Et si la droite faisait de la sociologie ?

Éric Zemmour a opté pour une stratégie qu’il défend depuis déjà des années sur les plateaux de télévision ; lassé de se plaindre que personne ne se l’accapare ; il a décidé de la porter lui-même : l’Union des droites. Théorisée notamment par Patrick Buisson (essayiste et ancien conseiller politique de Nicolas Sarkozy, proche de Zemmour qui l’a poussé à se présenter), il s’agit de mettre fin à la fracture entre la droite dite de gouvernement et la droite national-populiste lepéniste dans le but de réunir une assiette électorale suffisante pour battre la gauche.

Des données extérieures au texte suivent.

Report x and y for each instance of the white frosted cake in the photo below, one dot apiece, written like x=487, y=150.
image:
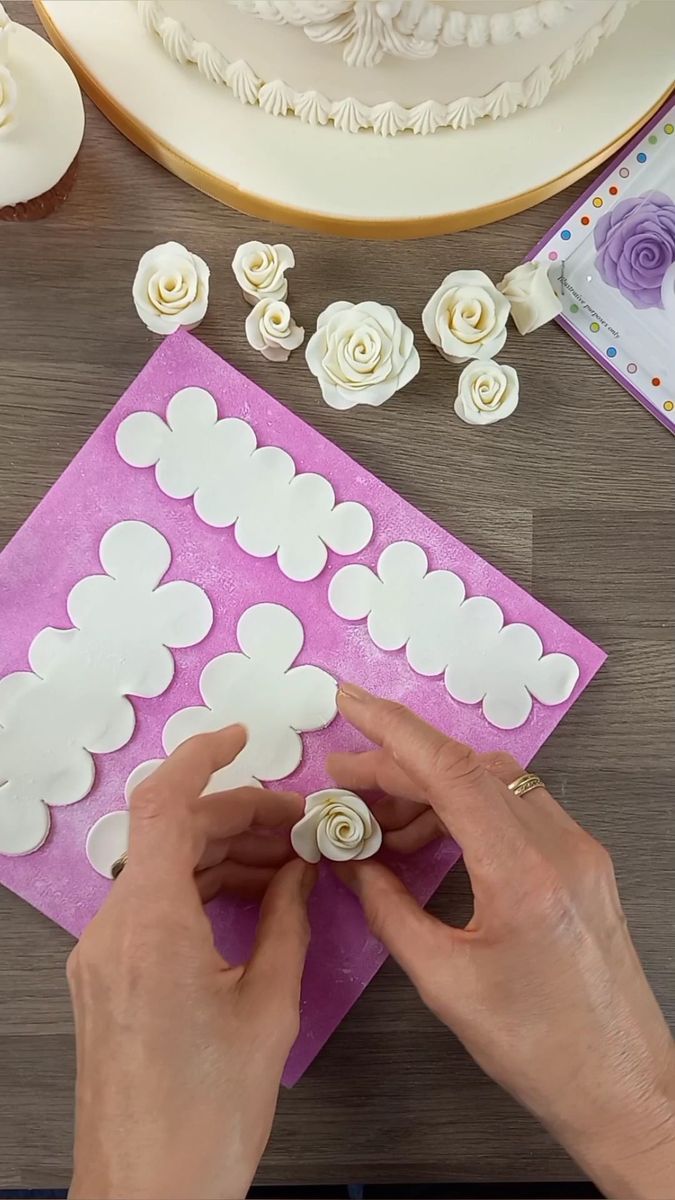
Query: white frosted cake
x=384, y=65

Sociologiquement, cela se traduit par l’alliance des classes populaires françaises autochtones d’un côté (employés et ouvriers qui votent pour Marine Le Pen), de la « bourgeoisie patriote » (sic) et des petits artisans poujadistes (qui ont fait le succès de Le Pen père à une époque) de l’autre.

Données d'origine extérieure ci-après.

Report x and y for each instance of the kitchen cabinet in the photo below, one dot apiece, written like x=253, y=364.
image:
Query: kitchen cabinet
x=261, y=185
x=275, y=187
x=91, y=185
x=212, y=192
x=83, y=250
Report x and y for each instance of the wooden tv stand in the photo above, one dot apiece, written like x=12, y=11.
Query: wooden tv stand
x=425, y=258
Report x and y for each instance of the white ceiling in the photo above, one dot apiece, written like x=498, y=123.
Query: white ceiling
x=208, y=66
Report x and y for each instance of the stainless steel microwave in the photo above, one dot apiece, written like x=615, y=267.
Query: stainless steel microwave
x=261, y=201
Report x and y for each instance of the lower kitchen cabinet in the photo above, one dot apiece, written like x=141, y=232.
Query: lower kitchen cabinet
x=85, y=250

Conspuer la sociologie est un des poncifs de la droite radicale, réputée science de gauche voire comme n’étant pas une science. Peut-être aurait-il fallu s’y intéresser et faire de la sociologie électorale. Après la défaite de François Fillon en 2017, les anciens électeurs Les Républicains ne sont pas partis dans l’abstention, ils se sont très majoritairement tournés vers Emmanuel Macron. L’électorat retraité et bourgeois qui faisait autrefois le succès de l’alliance de la droite et du centre-droit s’est tourné vers la grande coalition centriste qui réunit toutes les bourgeoisies de droite comme de gauche : La République En Marche. L’erreur d’Éric Zemmour est d’avoir voulu aller chercher cette bourgeoisie de droite alors qu’elle a trouvé son champion, qui a montré que l’État était prêt à envoyer la troupe pour mutiler, éborgner, tabasser les prolétaires qui voudraient remettre en cause la mainmise de la classe dominante sur le capital, le travail, l’économie, la politique.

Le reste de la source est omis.